How to create a DCG-predicate that is usable as both a parser and a generator?

Hi everyone!

I recently wanted to become better at Prolog (having used it in the past only in an “Introduction to Logic”-course at university). As I am also learning a bit to speak Esperanto, which is a constructed language and therefore reasonably regular/systematic I thought it would be an interesting challenge to attempt to create a parser/generator of simple Esperanto sentences with Prolog.

For instance, in Esperanto all (singular) nouns end with -o. It is thus easy to write a predicate like

stem_noun(Stem, Noun, singular) :- 
  string_concat(Stem, "o", Noun).

noun(noun(Stem, Number) -->
  [Noun], {
    stem_noun(Stem, Noun, Number)

This works fine for parsing, when used like phrase(noun(Res), ["knabo"]).. It also works fine for testing when all arguments are filled in.

It however does not work for generating, when used like phrase(noun(_), Res). because string_concat will complain that Stem is not instantiated enough.
Arguably this is reasonable; after all when generating words it might make sense to only stick to a vocabulary of known words.

Thus I might rewrite stem_noun as:

stem_translation("knab", "boy").
stem_translation("flor", "flower").
% etc
% ...

stem_noun(Stem, Noun, singular) :-
  stem_translation(Stem, _),
  string_concat(Stem, "o", Noun).

However, this will restrict the user to only using words for which the stem is known. As (a) it is infeasible for the vocabulary to be complete as new words get made from time to time and (b) names of for instance persons are also used as nouns, this would be too restrictive.

So how is this managed?
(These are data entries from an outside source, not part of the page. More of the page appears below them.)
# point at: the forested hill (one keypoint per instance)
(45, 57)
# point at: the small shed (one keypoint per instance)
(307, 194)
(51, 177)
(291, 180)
One approach I considered is

stem_noun(Stem, Noun, singular) :-
  (nonvar(Noun) ; stem_translation(Stem, _)),
  string_concat(Stem, "o", Noun).

which will make the flow different depending on the direction the predicate is used. I believe it “works as intended”, but I’m not sure how idiomatic this is. Are there better ways to approach this problem?

1 Like

Some simple advise.

  1. When first learning to use DCGs for both parsing and generating, I have found that it makes more sense to develop them independently until you have them both working. Then if there is enough commonality in the code they can be combined. Sometimes it works seamlessly, sometimes it appears to work seamlessly when using the code but the code is not easy to understand (e.g. lots of conditionals), sometimes it turns into a nightmare and can’t be done seamlessly. Using constraints also helps at times.

  2. Since you are using a spoken language and not a programming language for your exercise you will need to look at work using Natural Language Processing. Luckily there is a nice free intro book.

“Prolog and Natural-Language Analysis” by Fernando C. N. Pereira and Stuart M. Shieber (site) (free pdf )